XVI/XXVI
Muito penso sobre memória - a alvura cegante das imagens impressas em um 2018 já desbotado, na trilha sonora Blut Aus Nord, Swallow the Sun; 2019, cinco anos atrás, 2012, doze anos atrás, 2008, dezesseis anos atrás, 2004, 1998, 1994, '93 e a pata "LanLan" nos meus braços, por aí vai, e tudo se mistura parcialmente, como feridas suturadas, pontos bem demarcados e ainda não retirados, afundados na carne dura da consciência, tudo claro como uma foto estourada, saca? A luz branca d'uma esperança amortecida. Bom, penso sobre. Nada me tira da cabeça a associação de que Funes, do conto de Borges, "Funes, o Memorioso", não seja pra fazer referência ao quanto seria funesto, ter uma memória perfeita e preponderante sobre as demais faculdades mentais, sem luzes claras demais para arrefecer os detalhes, mas precisa e sóbria e mais que isso, obcecada, ao ponto de que para se lembrar de um dia, levaria efetivamente um dia inteiro para repassar segundo a segundo na mente.
... Apesar desse preâmbulo, a história/comentário de hoje, é sobre esquecimento, ou antes disso - será que existe uma etapa "pré-memória", uma raiz, antessala desse cômodo?
Uma jovem oriental tirava um cochilo embaixo d'um'árvore, e então um espírito parasita entrou pelos ouvidos, se movendo nas sombras, e se alojou em sua cabeça; esse s'alimenta de memórias, e uma vez qu'empanturra, vai embora - furta o sono da vítima pra si, confundindo a pessoa, que se sente com mais vitalidade como efeito colateral.
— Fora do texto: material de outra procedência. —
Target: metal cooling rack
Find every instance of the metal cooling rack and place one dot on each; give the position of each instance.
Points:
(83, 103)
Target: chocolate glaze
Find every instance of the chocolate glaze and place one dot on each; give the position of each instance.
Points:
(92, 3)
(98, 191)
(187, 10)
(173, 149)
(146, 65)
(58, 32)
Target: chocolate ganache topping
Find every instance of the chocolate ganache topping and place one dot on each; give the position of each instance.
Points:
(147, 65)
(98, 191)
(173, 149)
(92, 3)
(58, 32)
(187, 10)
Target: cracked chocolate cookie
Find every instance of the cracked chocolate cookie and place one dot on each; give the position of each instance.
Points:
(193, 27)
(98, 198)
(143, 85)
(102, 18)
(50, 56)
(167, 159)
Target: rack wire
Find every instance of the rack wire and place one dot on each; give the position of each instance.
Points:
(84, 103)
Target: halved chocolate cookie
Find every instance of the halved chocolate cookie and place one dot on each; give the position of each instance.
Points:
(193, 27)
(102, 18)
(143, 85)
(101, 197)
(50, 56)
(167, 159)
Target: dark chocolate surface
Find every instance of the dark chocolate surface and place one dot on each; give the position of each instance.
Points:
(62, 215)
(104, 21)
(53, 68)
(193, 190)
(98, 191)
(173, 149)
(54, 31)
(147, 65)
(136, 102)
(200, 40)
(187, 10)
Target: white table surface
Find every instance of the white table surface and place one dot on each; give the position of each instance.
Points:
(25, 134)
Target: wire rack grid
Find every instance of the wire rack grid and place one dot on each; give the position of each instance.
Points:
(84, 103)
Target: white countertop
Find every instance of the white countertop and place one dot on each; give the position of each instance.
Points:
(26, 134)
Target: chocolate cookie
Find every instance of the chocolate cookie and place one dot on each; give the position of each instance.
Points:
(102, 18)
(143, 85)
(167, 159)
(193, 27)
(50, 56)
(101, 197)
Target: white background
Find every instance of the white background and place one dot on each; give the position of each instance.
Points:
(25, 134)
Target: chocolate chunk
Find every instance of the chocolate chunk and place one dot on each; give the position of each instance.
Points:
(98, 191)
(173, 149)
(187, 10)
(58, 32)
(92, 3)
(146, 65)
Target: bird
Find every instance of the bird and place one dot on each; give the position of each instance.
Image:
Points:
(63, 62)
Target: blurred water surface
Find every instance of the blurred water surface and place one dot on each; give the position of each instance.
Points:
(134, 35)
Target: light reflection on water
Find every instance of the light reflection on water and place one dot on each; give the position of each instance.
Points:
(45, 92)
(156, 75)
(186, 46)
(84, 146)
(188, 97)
O que é escolhido como alimento, é quase aleatório, somente as lembranças mais consolidadas, como aquilo do que você faz quase todo dia, permanecem.
Esqueceu quem era a irmã que vivia afastada e não via há bastante tempo; o doce preferido, mas que comia raras vezes, os animais e seus nomes, que apareciam apenas em certas épocas do ano e por aí vai. Tinha um filho, na faixa dos doze anos, que de perto acompanhava tudo e se situava entre o intrigado e irritado com a situação toda. O marido trabalhava viajando, e apesar de não aparecer em casa fazia já muito tempo, todas as noites enquanto mexia no tear, se lembrava dele, e quando servia o café e a janta, sempre punha mesa pra três; não fosse isso, dado o tempo dele sumido, sua memória provavelmente já deveria ter sido devorada. Sua condição não tinha cura, e uma vez, se é que o parasita sairia dela, com ele para sempre iriam embora muitas memórias, talvez até a incapacitando.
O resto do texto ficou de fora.